Selbst wenn man aber annehmen wollte, dass das Sehvermögen des Beklagten zu 3) infolge des vorangegangenen Fahrens mit Scheinwerfern noch eingeschränkt war, kann daraus nicht prima facie geschlossen werden, er habe einen Hauer nach backbord gemacht. Der Beklagte zu 3) musste lediglich bei der Kanalverengung im Bereich zwischen Kilometer 88,9 und 89,0 etwas nach backbord ziehen, da dort das linke Ufer mit der Spundwand um 10 m vorspringt. Nach der Aussage des Zeugen B vor dem Schifffahrtsgericht soll die Kollision auch in diesem Bereich stattgefunden haben. Dem kann jedoch nicht gefolgt werden; denn der Zeuge hat - wie auch die übrigen Beteiligten - gegenüber der Wasserschutzpolizei angegeben, der Unfall habe sich bei Kilometer 88,7 ereignet. Im Hinblick auf die zeitliche Nähe - die Vernehmung durch die Wasserschutzpolizei ist noch am Unfalltag erfolgt - ist davon auszugehen, dass die damaligen Aussagen der Beteiligten zum Kollisionsort zutreffen. Bei einem Zusammenstoß bei Kilometer 88,7, also aus Sicht des Beklagten zu 3) hinter der Schulze-Farwick-Brücke, musste MS "Rostock" aber schon über 200 m in dem verengten Kanalbereich geradeaus gefahren sein. Das durch die Kanalverengung bedingte Steuermanöver war demnach längst beendet. Der Unfall kann ebenso gut dadurch passiert sein, dass der Zeuge B vor dem Zusammenstoß, als kein Gegenverkehr herrschte, in der Kanalmitte gefahren ist, zumal sich auf seiner Seite die Böschung befand, und sodann dem Bergfahrer nicht genug Platz gemacht hat.

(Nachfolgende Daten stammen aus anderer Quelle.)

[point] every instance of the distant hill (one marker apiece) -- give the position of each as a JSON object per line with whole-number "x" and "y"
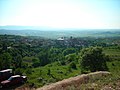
{"x": 46, "y": 32}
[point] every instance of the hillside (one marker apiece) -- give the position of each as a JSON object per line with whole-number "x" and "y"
{"x": 75, "y": 82}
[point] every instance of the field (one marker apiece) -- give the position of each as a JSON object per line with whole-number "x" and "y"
{"x": 55, "y": 72}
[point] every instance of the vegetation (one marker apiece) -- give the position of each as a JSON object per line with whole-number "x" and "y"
{"x": 46, "y": 61}
{"x": 93, "y": 59}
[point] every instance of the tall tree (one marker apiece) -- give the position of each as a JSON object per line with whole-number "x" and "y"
{"x": 93, "y": 59}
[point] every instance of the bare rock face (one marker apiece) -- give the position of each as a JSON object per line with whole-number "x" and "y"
{"x": 74, "y": 81}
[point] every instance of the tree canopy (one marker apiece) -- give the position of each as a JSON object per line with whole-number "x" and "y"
{"x": 93, "y": 59}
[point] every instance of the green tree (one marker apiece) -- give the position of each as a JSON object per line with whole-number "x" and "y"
{"x": 73, "y": 65}
{"x": 93, "y": 59}
{"x": 5, "y": 60}
{"x": 69, "y": 51}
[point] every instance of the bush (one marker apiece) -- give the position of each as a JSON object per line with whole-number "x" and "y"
{"x": 92, "y": 59}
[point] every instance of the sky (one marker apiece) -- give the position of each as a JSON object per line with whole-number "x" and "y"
{"x": 87, "y": 14}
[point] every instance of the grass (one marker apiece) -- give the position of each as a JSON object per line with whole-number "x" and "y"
{"x": 41, "y": 76}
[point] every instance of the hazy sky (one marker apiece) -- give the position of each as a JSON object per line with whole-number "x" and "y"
{"x": 61, "y": 13}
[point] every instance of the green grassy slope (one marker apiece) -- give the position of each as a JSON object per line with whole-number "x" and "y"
{"x": 55, "y": 72}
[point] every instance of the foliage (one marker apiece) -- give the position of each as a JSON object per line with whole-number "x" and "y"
{"x": 93, "y": 59}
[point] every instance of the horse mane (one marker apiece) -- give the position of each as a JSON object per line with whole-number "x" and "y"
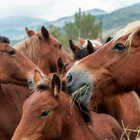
{"x": 131, "y": 29}
{"x": 30, "y": 48}
{"x": 4, "y": 39}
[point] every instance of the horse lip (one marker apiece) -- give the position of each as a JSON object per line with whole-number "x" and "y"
{"x": 82, "y": 90}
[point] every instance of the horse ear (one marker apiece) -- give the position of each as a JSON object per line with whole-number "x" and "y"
{"x": 44, "y": 32}
{"x": 90, "y": 48}
{"x": 108, "y": 39}
{"x": 56, "y": 85}
{"x": 34, "y": 78}
{"x": 73, "y": 47}
{"x": 81, "y": 40}
{"x": 60, "y": 66}
{"x": 30, "y": 33}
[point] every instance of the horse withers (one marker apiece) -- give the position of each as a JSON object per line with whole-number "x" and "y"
{"x": 14, "y": 70}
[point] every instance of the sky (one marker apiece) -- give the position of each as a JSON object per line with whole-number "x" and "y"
{"x": 54, "y": 9}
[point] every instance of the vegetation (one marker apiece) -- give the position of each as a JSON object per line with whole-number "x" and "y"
{"x": 84, "y": 26}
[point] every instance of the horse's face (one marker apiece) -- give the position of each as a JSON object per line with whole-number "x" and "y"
{"x": 51, "y": 50}
{"x": 14, "y": 67}
{"x": 41, "y": 117}
{"x": 80, "y": 53}
{"x": 115, "y": 68}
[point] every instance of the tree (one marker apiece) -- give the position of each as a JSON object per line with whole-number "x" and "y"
{"x": 84, "y": 26}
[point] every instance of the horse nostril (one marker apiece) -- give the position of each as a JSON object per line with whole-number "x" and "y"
{"x": 69, "y": 78}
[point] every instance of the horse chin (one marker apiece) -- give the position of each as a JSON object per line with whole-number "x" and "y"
{"x": 82, "y": 95}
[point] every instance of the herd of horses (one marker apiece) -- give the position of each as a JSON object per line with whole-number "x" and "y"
{"x": 46, "y": 94}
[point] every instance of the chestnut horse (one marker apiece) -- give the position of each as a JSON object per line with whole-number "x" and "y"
{"x": 48, "y": 115}
{"x": 14, "y": 69}
{"x": 43, "y": 50}
{"x": 114, "y": 72}
{"x": 87, "y": 47}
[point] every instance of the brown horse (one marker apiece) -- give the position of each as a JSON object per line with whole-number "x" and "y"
{"x": 14, "y": 69}
{"x": 113, "y": 73}
{"x": 48, "y": 115}
{"x": 86, "y": 47}
{"x": 4, "y": 39}
{"x": 43, "y": 50}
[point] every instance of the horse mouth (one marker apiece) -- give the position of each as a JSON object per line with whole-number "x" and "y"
{"x": 82, "y": 91}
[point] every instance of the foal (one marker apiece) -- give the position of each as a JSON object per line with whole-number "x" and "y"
{"x": 48, "y": 115}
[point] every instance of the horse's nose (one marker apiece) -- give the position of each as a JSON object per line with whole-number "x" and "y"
{"x": 69, "y": 79}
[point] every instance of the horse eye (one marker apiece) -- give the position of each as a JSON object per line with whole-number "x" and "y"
{"x": 12, "y": 52}
{"x": 119, "y": 47}
{"x": 45, "y": 113}
{"x": 69, "y": 77}
{"x": 42, "y": 87}
{"x": 60, "y": 46}
{"x": 39, "y": 37}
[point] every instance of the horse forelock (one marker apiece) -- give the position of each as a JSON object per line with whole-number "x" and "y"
{"x": 30, "y": 48}
{"x": 131, "y": 30}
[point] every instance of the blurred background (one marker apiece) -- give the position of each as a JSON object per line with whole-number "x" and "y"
{"x": 67, "y": 19}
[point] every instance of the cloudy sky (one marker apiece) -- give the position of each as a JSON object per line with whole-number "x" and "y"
{"x": 54, "y": 9}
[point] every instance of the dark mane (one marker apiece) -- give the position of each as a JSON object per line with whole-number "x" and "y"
{"x": 4, "y": 39}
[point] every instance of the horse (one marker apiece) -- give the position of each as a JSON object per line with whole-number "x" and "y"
{"x": 42, "y": 119}
{"x": 114, "y": 73}
{"x": 14, "y": 70}
{"x": 4, "y": 39}
{"x": 87, "y": 47}
{"x": 43, "y": 50}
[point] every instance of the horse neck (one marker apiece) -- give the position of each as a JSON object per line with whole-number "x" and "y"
{"x": 74, "y": 125}
{"x": 13, "y": 97}
{"x": 16, "y": 94}
{"x": 124, "y": 107}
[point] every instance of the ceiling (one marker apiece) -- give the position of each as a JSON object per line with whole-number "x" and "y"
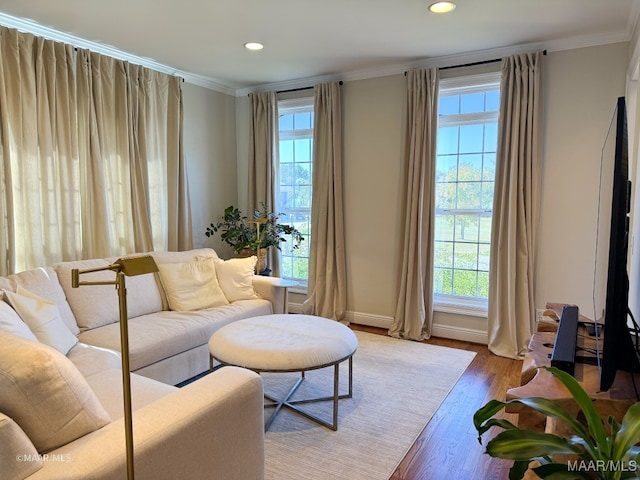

Aus dem Umstand, dass der Beklagte zu 3) das Schiff gesteuert hat, ergibt sich kein Verstoß gegen § 1.09 BSch- StrO. Der Beklagte zu 3) war im Sinne von § 1.09 Abs. 1 BSchStrO zum Führen des Schiffs geeignet. Er besaß auch die erforderliche Streckenkenntnis, da er die Unfallstelle unstreitig als Steuermann bereits mehr als hundertmal passiert hatte. Das Fahren mit Scheinwerfern lässt keinen zwingenden Schluss auf mangelnde Streckenkenntnis zu ..."
Ebenfalls abrufbar unter ZfB 2000 - Nr.5 (Sammlung Seite 1783 f.); ZfB 2000, 1783 f.